Ambrose Bierce, The Devil's Dictionary, 1911
"The acts of the mind, wherein it exerts its power over simple ideas, are chiefly these three: 1. Combining several simple ideas into one compound one, and thus all complex ideas are made. 2. The second is bringing two ideas, whether simple or complex, together, and setting them by one another so as to take a view of them at once, without uniting them into one, by which it gets all its ideas of relations. 3. The third is separating them from all other ideas that accompany them in their real existence: this is called abstraction, and thus all its general ideas are made."
John Locke, An Essay Concerning Human Understanding, 1690
"Every young farmboy knows that the hardest and noblest wood has the narrowest rings, that high on the mountains and in continuing danger the most indestructible, the strongest, the ideal trees grow."
Hermann Hesse, Wandering, 1920
"Being an amateur, a free lance who never held any academic post or had any professional status, I had the rather unusual advantage of considering problems with an open mind, unbiased by traditional textbook ideas that had remained untested against facts."
Ralph Bagnold, Sand, Wind, and War: Memoirs of a Desert Explorer, 1991
"It is a sad thing to think of, but there is no doubt that genius lasts longer than beauty.
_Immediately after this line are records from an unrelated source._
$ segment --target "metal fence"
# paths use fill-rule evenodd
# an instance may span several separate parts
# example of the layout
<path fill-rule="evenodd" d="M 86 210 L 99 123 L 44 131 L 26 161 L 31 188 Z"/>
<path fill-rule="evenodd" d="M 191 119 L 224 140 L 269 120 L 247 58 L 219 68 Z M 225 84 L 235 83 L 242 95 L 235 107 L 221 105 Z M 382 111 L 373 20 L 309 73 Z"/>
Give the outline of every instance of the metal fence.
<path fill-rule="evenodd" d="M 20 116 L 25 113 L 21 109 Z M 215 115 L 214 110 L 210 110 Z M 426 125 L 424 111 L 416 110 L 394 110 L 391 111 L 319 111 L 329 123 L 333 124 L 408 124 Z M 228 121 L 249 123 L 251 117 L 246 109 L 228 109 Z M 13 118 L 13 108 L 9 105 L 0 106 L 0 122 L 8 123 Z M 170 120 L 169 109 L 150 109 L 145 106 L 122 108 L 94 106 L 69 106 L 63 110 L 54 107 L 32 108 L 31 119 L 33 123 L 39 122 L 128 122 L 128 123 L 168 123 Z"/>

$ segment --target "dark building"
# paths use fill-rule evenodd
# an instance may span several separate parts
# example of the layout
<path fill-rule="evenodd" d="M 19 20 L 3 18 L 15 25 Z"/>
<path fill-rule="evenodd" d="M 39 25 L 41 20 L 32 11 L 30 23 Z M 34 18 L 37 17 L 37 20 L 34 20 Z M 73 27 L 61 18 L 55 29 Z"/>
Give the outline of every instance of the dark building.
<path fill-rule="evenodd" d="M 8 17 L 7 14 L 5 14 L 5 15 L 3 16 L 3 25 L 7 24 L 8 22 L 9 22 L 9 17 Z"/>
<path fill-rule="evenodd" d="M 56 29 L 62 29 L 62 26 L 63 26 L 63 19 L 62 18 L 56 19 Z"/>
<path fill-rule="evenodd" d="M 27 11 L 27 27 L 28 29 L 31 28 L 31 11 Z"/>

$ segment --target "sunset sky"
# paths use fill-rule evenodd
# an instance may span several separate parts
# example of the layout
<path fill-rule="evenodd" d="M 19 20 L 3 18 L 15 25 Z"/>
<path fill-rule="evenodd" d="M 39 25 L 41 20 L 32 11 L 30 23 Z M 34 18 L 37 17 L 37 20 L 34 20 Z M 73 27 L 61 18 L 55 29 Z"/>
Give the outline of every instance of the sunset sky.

That accounts for the fact that we all take such pains to over-educate ourselves. In the wild struggle for existence, we want to have something that endures, and so we fill our minds with rubbish and facts, in the silly hope of keeping our place. The thoroughly well-informed man--that is the modern ideal. And the mind of the thoroughly well-informed man is a dreadful thing. It is like a bric-a-brac shop, all monsters and dust, with everything priced above its proper value."